Vietnamese President Tran Duc Luong arrives this morning for a three-day state visit—his first since a planned trip a year ago was cancelled due to a terrorist attack on government buildings in Phnom Penh that killed at least four people.
Tran Duc Luong will sign agreements on promoting and protecting both Vietnamese investments in Cambodia and Cambodian investments in Vietnam, and another agreement on trade in border areas. The two countries will also sign a memorandum of understanding on foreign affairs and a joint declaration on bilateral cooperation.
The main goal of the visit is to further strengthen the relationship between Vietnam and Cambodia in all areas, Vietnamese Ambassador Nguyen Duy Hung said Sunday. He said a year had elapsed since the last scheduled visit only because it was difficult to find a mutually convenient time for the leaders to meet.
Tran Duc Luong is scheduled to meet with King Norodom Sihanouk, Prime Minister Hun Sen, Senate President Chea Sim and National Assembly President Prince Norodom Ranariddh today. On Tuesday his delegation will fly to Siem Reap for sightseeing.

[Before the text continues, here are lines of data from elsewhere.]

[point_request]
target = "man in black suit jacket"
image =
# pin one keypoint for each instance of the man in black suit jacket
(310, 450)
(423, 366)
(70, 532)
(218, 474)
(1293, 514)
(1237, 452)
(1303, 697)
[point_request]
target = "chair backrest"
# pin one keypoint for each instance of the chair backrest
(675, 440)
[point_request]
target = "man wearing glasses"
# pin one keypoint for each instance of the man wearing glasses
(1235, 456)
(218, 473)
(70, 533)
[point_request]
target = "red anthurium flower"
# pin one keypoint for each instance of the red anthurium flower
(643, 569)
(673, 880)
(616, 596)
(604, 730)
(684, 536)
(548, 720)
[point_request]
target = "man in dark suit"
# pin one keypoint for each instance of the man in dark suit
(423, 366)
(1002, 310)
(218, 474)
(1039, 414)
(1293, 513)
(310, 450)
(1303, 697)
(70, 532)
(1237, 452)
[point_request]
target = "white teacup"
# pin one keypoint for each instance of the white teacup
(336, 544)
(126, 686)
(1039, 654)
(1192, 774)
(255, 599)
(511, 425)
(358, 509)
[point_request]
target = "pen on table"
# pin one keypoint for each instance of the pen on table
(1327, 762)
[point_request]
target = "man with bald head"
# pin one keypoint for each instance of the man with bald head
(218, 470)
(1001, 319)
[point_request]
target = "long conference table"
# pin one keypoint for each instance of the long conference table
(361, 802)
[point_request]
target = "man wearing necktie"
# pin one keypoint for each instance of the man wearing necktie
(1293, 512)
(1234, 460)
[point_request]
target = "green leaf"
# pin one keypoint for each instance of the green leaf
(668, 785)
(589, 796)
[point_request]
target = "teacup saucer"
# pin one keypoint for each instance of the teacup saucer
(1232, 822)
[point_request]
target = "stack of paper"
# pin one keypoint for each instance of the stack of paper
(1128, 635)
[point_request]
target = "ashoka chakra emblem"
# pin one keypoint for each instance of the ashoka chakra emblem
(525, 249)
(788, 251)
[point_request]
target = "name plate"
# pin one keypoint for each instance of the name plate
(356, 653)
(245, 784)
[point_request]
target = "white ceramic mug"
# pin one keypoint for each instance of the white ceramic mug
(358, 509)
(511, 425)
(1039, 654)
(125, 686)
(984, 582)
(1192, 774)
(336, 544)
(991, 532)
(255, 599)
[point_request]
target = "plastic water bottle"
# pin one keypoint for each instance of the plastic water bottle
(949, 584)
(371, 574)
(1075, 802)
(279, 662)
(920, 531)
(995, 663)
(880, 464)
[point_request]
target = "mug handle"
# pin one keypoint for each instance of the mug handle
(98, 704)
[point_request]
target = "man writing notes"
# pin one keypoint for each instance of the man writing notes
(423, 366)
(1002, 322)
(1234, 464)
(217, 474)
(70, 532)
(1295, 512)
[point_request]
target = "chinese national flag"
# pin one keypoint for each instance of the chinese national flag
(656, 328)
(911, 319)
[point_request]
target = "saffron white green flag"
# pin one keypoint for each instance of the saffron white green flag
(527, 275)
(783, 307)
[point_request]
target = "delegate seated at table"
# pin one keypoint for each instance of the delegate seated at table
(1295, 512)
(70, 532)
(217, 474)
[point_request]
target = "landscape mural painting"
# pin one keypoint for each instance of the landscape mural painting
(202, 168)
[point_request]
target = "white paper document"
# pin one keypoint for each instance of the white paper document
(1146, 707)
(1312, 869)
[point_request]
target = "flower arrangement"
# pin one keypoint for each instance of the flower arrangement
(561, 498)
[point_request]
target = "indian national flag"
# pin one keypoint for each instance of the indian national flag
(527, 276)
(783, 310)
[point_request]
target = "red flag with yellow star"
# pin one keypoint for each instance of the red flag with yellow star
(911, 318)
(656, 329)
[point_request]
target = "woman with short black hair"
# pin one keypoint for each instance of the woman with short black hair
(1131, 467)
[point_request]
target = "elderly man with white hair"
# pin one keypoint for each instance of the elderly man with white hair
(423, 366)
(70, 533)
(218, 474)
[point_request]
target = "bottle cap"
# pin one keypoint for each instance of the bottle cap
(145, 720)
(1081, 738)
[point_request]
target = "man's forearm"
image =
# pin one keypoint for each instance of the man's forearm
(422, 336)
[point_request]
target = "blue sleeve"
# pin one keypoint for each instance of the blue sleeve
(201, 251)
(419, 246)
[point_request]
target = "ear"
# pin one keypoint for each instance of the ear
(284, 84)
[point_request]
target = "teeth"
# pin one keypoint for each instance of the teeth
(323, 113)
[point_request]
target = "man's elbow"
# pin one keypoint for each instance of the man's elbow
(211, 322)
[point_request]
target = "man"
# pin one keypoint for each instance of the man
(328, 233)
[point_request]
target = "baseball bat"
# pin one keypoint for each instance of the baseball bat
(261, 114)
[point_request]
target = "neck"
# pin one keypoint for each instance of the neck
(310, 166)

They will return to Hanoi Wednesday afternoon.
According to a release from the Council of Ministers, 4,000 officials, citizens and schoolchildren will meet Tran Duc Luong at the airport and another 100,000 will line the road into Phnom Penh, cheering and waving flags.

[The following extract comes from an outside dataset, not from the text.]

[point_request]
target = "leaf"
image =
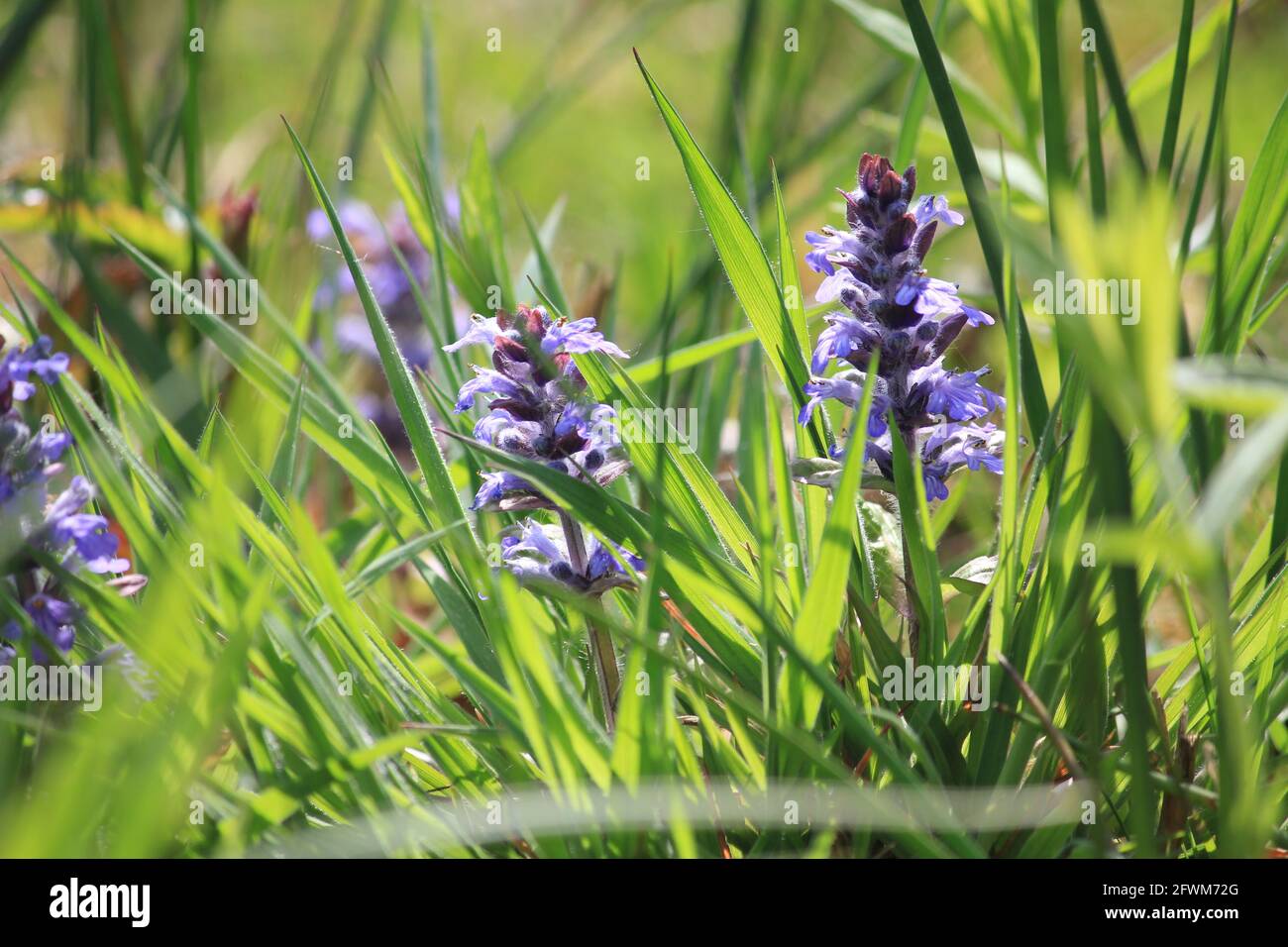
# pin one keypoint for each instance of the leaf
(742, 257)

Meanwhile, a student group says it will hold a non-violent protest on the grounds of the Royal University of Phnom Penh.
In a letter to the Ministry of Foreign Affairs, the Democratic Front of Khmer Students and Intellectuals say they want Vietnam to stop border encroachment, take back illegal Vietnamese immigrants to Cambodia, stop pressuring the Cambodian government and respect Cambodian sovereignty.

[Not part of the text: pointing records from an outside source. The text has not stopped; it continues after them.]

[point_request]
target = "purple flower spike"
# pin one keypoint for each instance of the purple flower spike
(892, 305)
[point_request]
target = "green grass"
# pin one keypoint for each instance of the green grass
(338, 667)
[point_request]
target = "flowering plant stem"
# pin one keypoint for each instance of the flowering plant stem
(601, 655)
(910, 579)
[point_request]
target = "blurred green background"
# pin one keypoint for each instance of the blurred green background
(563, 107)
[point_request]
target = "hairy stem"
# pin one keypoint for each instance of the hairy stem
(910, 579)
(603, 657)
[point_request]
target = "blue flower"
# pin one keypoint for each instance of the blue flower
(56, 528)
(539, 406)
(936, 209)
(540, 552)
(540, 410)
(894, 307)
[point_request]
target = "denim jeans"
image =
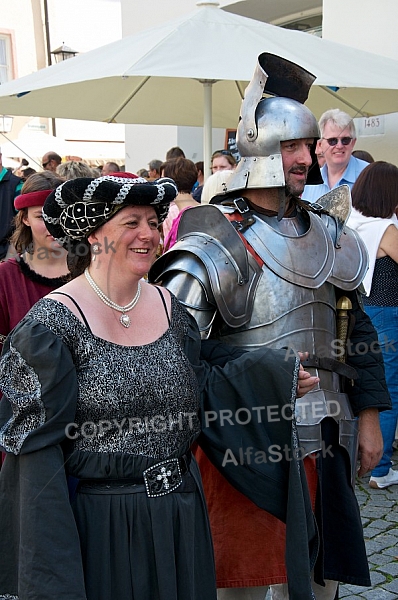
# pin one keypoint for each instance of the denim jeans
(385, 321)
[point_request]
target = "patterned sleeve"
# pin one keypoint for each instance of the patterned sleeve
(38, 380)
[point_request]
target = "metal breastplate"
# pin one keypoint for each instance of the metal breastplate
(296, 310)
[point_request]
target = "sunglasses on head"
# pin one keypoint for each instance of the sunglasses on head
(334, 141)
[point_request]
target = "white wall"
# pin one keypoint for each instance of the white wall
(82, 25)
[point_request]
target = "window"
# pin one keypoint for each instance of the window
(5, 58)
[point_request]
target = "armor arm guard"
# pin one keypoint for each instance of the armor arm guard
(369, 390)
(194, 292)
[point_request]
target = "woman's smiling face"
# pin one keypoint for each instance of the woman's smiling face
(129, 240)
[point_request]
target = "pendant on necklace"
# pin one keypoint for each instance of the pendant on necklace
(125, 320)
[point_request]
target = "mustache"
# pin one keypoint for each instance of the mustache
(298, 169)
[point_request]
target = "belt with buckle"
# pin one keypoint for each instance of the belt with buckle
(160, 479)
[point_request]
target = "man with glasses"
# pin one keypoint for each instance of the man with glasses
(50, 161)
(336, 144)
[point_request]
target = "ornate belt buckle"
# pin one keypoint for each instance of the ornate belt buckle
(162, 478)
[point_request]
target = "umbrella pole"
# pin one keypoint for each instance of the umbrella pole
(207, 125)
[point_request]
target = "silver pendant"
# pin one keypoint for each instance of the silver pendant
(125, 320)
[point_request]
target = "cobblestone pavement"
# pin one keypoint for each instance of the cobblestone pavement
(379, 511)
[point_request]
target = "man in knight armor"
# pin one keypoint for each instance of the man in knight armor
(261, 267)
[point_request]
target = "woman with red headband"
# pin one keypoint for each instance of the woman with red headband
(40, 265)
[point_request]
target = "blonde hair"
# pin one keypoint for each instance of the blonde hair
(71, 169)
(215, 184)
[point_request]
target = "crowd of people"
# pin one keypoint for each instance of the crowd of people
(184, 409)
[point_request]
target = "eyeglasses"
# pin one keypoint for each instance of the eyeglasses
(223, 152)
(346, 141)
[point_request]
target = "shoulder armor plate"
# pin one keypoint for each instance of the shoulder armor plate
(351, 262)
(233, 274)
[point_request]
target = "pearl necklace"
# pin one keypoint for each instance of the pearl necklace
(124, 319)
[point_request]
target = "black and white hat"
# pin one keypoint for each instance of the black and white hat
(79, 206)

Cambodians have long harbored ambivalent feelings toward Vietnam, their powerful communist neighbor that first nurtured the Khmer Rouge, then liberated Cambodia from its bloody clutches in 1979.
Many current political leaders, including Hun Sen and Chea Sim, first came to power during the 10-year Vietnamese occupation; student groups and the opposition Sam Rainsy Party have often accused these leaders of being puppets of Hanoi.
More recently, the two nations have continued to disagree over ill-defined land and sea borders and control of Mekong River shipping and tariffs. Vietnam has looked suspiciously on Cambodia’s increasing relations and trade with China.
Nguyen Duy Hung said the disputed borders were bound to come up in the talks, but would not predict whether the two countries would come to any agreement on the issue. Both countries announced they would settle the border problems by the end of 2000, but no agreement was ever reached.
Tran Duc Luong’s visit last year would have come two weeks after a visit by Chinese President Jiang Zemin. Diplomats said at the time that the Vietnamese president’s visit seemed intended to demonstrate that Vietnam’s relationship with Cambodia was just as strong as China’s. Nguyen Duy Hung flatly denied that China would be a point of contention in the talks. Vietnam and Cambodia both have a good relationship with China, he said.
Tran Duc Luong, 64, was elected president in 1997. He is also the president of the Vietnamese Communist Party. He has degrees in geology and mining and worked as a cartographer before joining the party in 1959.